Currently, Piccioni serves as the Founding Designer and Product Lead at SOAR, a platform aimed at bringing unprecedented transparency to private-company pricing. His approach relies entirely on using AI as an accelerator, rather than a replacement for human taste.
“There’s a trap in it, and I watch people fall into it constantly: getting comfortable with AI,” said Piccioni. “The models are already extremely smart. What they’re missing, most of the time, is data and research. Left alone, they won’t make anything worth shipping.”
For design engineers in 2026, AI has flipped the daily workflow from tedious manual execution to high-level strategic direction. Instead of spending hours adjusting padding, drawing bounding boxes, or manually generating variations of marketing assets, design engineers act as creative directors training localized models on their proprietary research.
This automated leverage changes the math of what a single person can build. At Filter, which partners with venture-backed firms like Figma, Coinbase and Red Bull, Piccioni uses AI tools to handle administrative and research bottlenecks. His custom AI assistant, for example, notes incoming client feedback, synthesizes requests, prioritizes deadlines and kicks off preliminary research, before he even sits down at his desk.
“Most delays don’t come from the design; they come from disorganized information,” Piccioni says. “Running a studio and a startup is mostly about shrinking the distance between request and action.”
When SOAR recently went through a sudden pivot under tight funding constraints, this workflow proved vital. Piccioni handled the core human work first—manually crafting the website, brand assets, and design system. He then leveraged AI to port the finished assets into fully live, production-ready code and generate complex 3D renders in less than two days.
“That speed let us show people what we were building and pick up social traction,” he notes. “Two or three years ago, the same output would’ve needed more time and more people.”
If AI can build a functional interface or generate a color palette in seconds, what separates a breakout digital product from a forgettable one?
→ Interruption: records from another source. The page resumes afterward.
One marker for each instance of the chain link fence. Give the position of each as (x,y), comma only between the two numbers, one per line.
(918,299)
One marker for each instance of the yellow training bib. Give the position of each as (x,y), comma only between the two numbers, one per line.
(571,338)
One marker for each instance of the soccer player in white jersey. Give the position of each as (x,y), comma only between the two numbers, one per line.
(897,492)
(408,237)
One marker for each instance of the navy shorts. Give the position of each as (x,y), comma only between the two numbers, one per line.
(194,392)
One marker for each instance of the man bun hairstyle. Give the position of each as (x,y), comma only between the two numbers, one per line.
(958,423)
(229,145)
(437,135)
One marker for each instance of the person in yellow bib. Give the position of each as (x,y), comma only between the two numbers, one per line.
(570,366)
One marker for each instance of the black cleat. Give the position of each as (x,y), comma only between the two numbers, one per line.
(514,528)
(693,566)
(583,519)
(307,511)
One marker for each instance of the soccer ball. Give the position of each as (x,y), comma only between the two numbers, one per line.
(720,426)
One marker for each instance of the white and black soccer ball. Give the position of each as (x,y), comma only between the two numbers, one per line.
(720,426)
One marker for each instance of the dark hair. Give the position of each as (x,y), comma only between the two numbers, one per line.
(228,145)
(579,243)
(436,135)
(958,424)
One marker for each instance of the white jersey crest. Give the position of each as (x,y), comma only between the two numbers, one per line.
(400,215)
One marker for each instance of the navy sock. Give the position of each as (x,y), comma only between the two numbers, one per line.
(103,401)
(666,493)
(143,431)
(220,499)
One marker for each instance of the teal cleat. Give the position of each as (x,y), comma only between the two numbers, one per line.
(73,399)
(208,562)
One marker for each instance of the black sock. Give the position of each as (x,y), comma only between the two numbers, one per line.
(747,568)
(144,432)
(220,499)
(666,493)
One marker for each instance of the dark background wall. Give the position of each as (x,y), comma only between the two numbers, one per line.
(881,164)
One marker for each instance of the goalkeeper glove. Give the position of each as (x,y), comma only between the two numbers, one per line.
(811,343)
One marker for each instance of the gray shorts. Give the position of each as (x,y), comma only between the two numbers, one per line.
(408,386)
The answer comes down to human taste, contextual empathy, and deep user experience (UX) research.
While general AI models excel at code because syntax is heavily documented, they struggle with the subjective nuances of interface design. “UX is exactly the kind of knowledge that was never written down properly,” Piccioni explains. “An AI model can see how something is built and still have no idea why.”
In a niche-driven user world, it comes as a surprise that, in 2026, the competitive advantage belongs to the generalist; the single creator who can synthesize data, command the models and orchestrate an entire experience from concept to code.
“If you build an AI product without doing design research, you fall into bad, unoptimized UX patterns you can’t even see,” says Piccioni. “Users won’t file a complaint. They just quietly leave.”